No Confut, no Rio de Janeiro, a presidente do Palmeiras, Leila Pereira, disse que o modelo associativo do futebol brasileiro "está em completa decadência" porque presidentes fazem "qualquer coisa pelo voto" sem considerar a instituição. E foi além do diagnóstico: defendeu que exista "uma punição para esse tipo de dirigente", apontando que hoje "o presidente pode fazer o que quiser, sai do clube e não acontece absolutamente nada". As declarações estão no Lance!.
O ponto é regulatório, não retórico. A Lei da SAF criou responsabilidade patrimonial para administrador de sociedade anônima, mas o clube associativo segue sem equivalente prático. Quem assina um contrato ruinoso, antecipa receita de anos futuros e entrega o mandato com a dívida rolada não responde com patrimônio próprio. É essa assimetria que ela colocou na mesa, e ela vale dinheiro: muda o custo de capital de quem empresta a clube associativo.
Leila também respondeu ao argumento da moda no setor, o de que algumas SAFs fracassaram.

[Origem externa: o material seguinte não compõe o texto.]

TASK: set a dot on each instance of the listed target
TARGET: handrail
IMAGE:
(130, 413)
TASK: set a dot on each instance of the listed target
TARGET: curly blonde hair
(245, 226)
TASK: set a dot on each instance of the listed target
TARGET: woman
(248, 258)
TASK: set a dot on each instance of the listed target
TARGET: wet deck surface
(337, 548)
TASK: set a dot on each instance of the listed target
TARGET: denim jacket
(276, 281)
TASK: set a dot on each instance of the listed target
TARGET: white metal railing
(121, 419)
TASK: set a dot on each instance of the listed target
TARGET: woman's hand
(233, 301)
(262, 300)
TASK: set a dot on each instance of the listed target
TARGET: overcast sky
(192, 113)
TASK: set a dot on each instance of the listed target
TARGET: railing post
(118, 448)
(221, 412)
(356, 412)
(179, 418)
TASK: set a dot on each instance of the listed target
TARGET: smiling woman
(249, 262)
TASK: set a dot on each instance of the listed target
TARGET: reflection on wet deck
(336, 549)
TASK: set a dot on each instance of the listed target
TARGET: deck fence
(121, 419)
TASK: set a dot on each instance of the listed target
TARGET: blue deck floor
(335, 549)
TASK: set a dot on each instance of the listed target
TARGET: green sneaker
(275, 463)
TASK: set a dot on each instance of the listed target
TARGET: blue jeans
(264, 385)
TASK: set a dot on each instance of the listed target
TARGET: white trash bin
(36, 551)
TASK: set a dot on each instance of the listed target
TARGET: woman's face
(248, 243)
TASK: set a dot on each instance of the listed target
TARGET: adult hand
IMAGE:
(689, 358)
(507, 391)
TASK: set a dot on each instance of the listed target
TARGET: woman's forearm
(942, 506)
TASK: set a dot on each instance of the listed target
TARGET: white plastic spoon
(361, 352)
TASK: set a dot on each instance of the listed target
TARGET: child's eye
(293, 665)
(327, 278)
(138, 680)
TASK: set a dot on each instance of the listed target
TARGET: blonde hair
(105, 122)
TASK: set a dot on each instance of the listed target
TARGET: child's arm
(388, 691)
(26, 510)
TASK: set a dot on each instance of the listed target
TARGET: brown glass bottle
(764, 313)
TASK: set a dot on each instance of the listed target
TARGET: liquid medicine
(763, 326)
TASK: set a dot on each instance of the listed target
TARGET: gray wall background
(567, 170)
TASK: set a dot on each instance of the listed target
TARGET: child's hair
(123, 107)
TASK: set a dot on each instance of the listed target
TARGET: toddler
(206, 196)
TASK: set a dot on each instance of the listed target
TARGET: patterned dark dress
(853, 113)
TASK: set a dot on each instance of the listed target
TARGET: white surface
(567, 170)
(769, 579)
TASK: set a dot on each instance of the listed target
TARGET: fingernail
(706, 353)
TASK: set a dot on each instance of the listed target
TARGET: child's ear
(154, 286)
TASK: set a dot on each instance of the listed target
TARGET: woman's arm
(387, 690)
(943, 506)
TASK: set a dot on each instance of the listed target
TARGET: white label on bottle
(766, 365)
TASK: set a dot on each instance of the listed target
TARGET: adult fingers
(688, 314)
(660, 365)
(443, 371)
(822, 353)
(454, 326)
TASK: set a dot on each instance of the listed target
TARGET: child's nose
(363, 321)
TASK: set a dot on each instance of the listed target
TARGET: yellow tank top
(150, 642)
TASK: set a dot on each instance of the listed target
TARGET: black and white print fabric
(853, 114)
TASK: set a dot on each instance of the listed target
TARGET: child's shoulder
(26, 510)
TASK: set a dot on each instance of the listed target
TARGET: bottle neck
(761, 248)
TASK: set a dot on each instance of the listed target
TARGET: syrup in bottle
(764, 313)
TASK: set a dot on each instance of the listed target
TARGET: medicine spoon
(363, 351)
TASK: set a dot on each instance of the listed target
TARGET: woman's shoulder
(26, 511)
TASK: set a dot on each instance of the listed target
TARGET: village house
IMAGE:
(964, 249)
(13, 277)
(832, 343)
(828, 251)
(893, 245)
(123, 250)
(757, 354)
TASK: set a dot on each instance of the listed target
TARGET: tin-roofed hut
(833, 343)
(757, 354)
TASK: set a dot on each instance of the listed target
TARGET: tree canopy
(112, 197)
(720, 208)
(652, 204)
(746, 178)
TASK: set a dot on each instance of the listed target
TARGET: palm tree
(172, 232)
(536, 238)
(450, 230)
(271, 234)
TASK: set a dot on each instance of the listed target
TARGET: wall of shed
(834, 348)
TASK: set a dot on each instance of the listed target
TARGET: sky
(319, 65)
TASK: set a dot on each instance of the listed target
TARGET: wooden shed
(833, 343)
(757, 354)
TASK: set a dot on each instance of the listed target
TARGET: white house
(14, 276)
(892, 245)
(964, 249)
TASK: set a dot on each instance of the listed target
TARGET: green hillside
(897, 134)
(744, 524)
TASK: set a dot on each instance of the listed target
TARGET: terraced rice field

Reconheceu os casos, mas lembrou que existem "dezenas de clubes associativos aqui no Brasil que estão quebrados". A comparação é desconfortável porque a SAF fracassada aparece no noticiário e o associativo quebrado aparece em execução fiscal.
Sobre si mesma, disse que nunca usou o Palmeiras em causa própria e que deixa o cargo em dezembro de 2027 de consciência tranquila.
O que observar a seguir é se a pauta sai da conferência e vira projeto. Responsabilização pessoal de dirigente depende de mudança legal, e o calendário eleitoral dos grandes clubes associativos em 2027 é o teste real de apetite do setor por isso.